There’s a strange twist to her walk, a curving of her hips, a bend to her arms. Her eyes are wide, her lips red and full, and her skirt swishes about her legs. She crooks her finger at Velma as she crosses the room and Velma, despite herself, can’t look away.
“Yes,” she says and her voice is weak.
“The harvest moon has long been my favorite.” Lena stops next to Velma and her body radiates so much heat it prickles Velma’s skin. She angles her body closer, lips parted, lashes lowered, every inch of her body tempting, welcoming, begging for Velma’s touch.
A frisson of horror curls through Velma. For a moment, she thinks there is something inhuman in Lena’s movements, the way her body bends and twists, in the curl of her smile and the bright sharpness of her teeth.
“Perhaps we will walk together beneath it,” she says and in the cadence of her words, the soft Southern drawl that lengthens the vowels, Velma hears an echo of something she doesn’t know, something she can’t quite remember.
Lena leaves, her steps gentle, as quiet as little cat feet passing through the room, and something cold blows her skirts around and her long dark hair, a chilly wind chasing her from the room.
If Velma believed in monsters, she thinks she would fear Lena. She simply doesn’t know why.

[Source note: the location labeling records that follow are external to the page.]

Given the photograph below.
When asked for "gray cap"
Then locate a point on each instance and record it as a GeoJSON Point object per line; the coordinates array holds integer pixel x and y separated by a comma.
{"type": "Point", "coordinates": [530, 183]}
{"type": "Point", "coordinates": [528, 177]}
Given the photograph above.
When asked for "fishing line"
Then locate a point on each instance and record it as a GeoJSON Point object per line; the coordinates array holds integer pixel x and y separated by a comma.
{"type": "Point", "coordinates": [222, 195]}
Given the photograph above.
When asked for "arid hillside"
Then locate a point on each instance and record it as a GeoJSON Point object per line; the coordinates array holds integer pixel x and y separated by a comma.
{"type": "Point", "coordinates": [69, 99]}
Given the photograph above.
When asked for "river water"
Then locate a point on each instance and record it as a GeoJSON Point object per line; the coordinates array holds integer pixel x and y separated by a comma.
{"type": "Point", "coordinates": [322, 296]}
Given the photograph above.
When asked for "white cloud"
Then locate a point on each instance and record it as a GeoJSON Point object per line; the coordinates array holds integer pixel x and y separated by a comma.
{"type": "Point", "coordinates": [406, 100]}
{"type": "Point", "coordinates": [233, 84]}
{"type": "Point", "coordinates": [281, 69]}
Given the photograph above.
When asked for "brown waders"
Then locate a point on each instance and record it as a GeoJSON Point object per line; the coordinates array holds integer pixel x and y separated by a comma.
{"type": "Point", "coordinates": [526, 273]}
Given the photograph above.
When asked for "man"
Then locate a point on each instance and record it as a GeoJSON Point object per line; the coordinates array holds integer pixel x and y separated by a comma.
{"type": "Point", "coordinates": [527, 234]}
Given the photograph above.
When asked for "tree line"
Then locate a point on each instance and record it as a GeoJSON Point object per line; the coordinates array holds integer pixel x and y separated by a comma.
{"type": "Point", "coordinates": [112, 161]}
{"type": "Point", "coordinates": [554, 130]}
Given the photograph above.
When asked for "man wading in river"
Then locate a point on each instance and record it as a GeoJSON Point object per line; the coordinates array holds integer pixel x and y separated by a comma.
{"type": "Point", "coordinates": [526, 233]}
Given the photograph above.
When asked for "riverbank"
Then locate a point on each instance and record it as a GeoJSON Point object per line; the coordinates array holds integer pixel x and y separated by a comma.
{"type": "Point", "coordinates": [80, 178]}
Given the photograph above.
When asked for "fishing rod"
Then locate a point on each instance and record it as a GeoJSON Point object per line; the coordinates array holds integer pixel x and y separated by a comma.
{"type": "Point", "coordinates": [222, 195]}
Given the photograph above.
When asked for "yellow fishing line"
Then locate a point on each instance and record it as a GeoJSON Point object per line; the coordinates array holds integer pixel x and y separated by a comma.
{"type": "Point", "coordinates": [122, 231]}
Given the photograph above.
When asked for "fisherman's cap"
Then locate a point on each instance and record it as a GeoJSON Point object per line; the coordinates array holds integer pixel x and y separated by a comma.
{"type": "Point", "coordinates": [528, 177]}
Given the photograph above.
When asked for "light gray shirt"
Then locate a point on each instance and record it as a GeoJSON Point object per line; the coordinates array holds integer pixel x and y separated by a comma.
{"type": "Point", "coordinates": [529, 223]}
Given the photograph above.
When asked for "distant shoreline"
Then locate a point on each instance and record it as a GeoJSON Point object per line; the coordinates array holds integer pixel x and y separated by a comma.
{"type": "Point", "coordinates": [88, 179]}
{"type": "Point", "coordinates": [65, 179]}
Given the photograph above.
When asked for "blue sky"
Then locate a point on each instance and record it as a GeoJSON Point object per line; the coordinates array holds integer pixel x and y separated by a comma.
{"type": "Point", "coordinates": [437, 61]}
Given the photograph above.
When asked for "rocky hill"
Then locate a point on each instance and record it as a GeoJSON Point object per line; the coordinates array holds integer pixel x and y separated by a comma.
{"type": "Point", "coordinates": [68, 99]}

Lena’s just a woman. A beautiful, flirtatious woman and Velma’s not sure what to make of the way she winds up Fred the same way she’s just wound Velma tight. That must be the problem, because there can be no monster lurking beneath her smile. Monsters, Velma knows better than anyone but the team, are not real.
---
Beau -- Lieutenant Neville -- is not what she expected. It’s good that he isn’t the villain, it’s good that having him on the show makes Daphne so happy, it’s even good that he enjoys mysteries enough to make them his career twice over, as a detective and as a writer.
She’s not so sure about the way he makes her feel.
She invites him to her bookstore and he agrees to visit her. She’s decided to keep it open between solving mysteries. All she must do is hire someone to work it when she’s gone. They have a week or so while Daphne prepares Beau for the show, while they tell him their stories of unmasking monsters and how much better it is when they’re real.
Velma isn’t certain she agrees with that, but it does make for an exciting life, at least.
And, real monsters or no, Mystery Inc. will always be her home.
After
Daphne hooks her arm around Velma’s shoulders and beams.
“Want to hunt werewolves?” she asks and her eyes are bright with excitement. “Since we have so much experience with shapeshifting humans and full moon rituals?”
“Werewolves?” Velma nudges her glasses back up her nose. “You think they’re real?”
Daphne shrugs. “There’s supposed to be a cursed castle and a treasure, so who knows? Either way, we’ll solve the mystery. That’s what we do, right?” She casts a sidelong glance at Velma and her expression goes sly. “Beau’s coming. He thinks it will make a good book, even if it’s fake.”
Velma’s tempted, truly she is. Beau’s smart, creative, and competent, and, of course, there is no real doubt, because where Mystery Inc. goes, so goes she.
“I suppose this means research,” she says, as if it is some sort of horrible task, not something she loves. “And perhaps silver bullets.”
“Perhaps,” Daphne echoes, laughter in her voice, and squeezes Velma into a hug.